To make the sugar bag more sustainable, the packaging team at Domino Sugar designed a 4-pound bag that uses one-ply paper instead of two-ply paper.
The new bag uses special paper that works with the company’s existing packaging machines. It turned out stronger than the old bag even with less paper. And the difference was unnoticeable to consumers.
“We really wanted it to be invisible to the end user,” said John Monroe, Director of Packaging Engineering. “And sometimes those are the best changes.”
The change is projected to save 600,000 pounds of paper annually or a 20 percent reduction in paper use.
“For us it really impacts the overall viability of the organization because you know we do have that agriculture component to it and if we’re not taking sustainable steps for the overall health of the planet we can’t survive as a business,” Monroe said. “We have to walk the walk and not just talk the talk when it comes to sustainability so it’s always something that is on the forefront of our mind.”

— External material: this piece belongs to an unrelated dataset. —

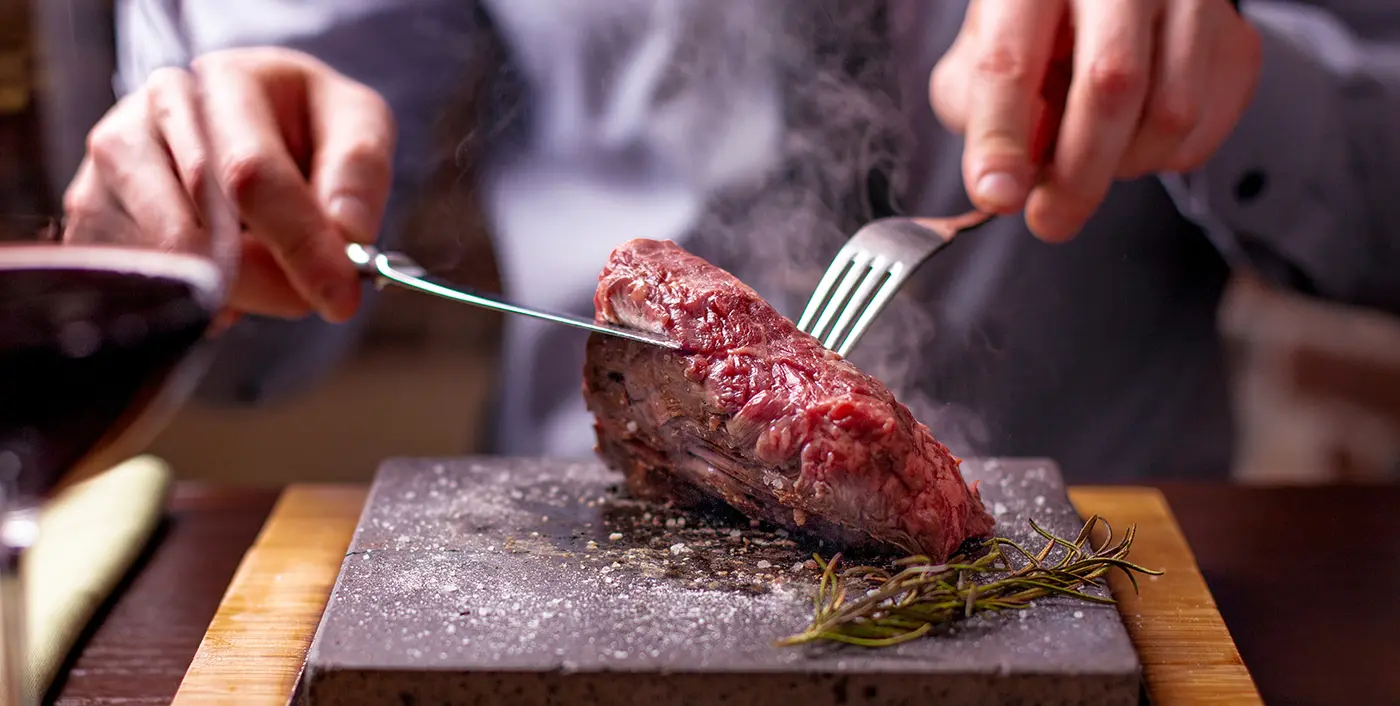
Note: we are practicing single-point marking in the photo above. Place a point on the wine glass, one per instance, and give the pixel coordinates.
(105, 310)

For the fourth year in a row, ASR Group’s Domino Sugar Refinery employees partnered with the Chesapeake Bay Foundation to raise about 150,000 baby oysters.
Volunteers from Domino Sugar in the Inner Harbor raise the baby oysters and transport them to a sanctuary reef in the Patapsco River, where they help filter water headed for the Chesapeake Bay.
“They’re going to sit there for another 20 years and there’s 150,000 of them treating 50 gallons of water a day. You’re looking at about seven and a half million gallons of water that just is treated by nature’s own device,” he said.
The effort has been so popular with volunteers, the refinery hopes to double the size of its oyster garden in the Inner Harbor.
“It’s got to be everybody actively pursuing sustainable development,” Sabourin said. “Whether it be in oyster gardening or whether it be optimization of the facility’s resource use, it’s got to be really a combined effort and I just consider myself very lucky each year to get the invite to come help out.”
In New York, ASR Group’s Yonkers Refinery is also taking steps to protect the water.
The team at ASR Group’s Yonkers Refinery installed water meters all over the facility and reexamined every process to find ways to reduce or reuse water.
Cold water that once left the plant after a single use is now heated for hot water needs. Steam and vapor is captured. Water used to rinse off sugar resin is cleaned and put back into service elsewhere.
The end result is a 24 percent reduction in water use.
“It’s just something that I know the city of Yonkers knows about it’s something they’re proud of,” said Elizabeth Mendonca, Yonkers Refinery Manager. “I hope that people in Yonkers do know all the things that we’re doing to be more sustainable and support our local community. We’re trying to bring the water usage down overall in Yonkers so that we’re all benefiting from it.”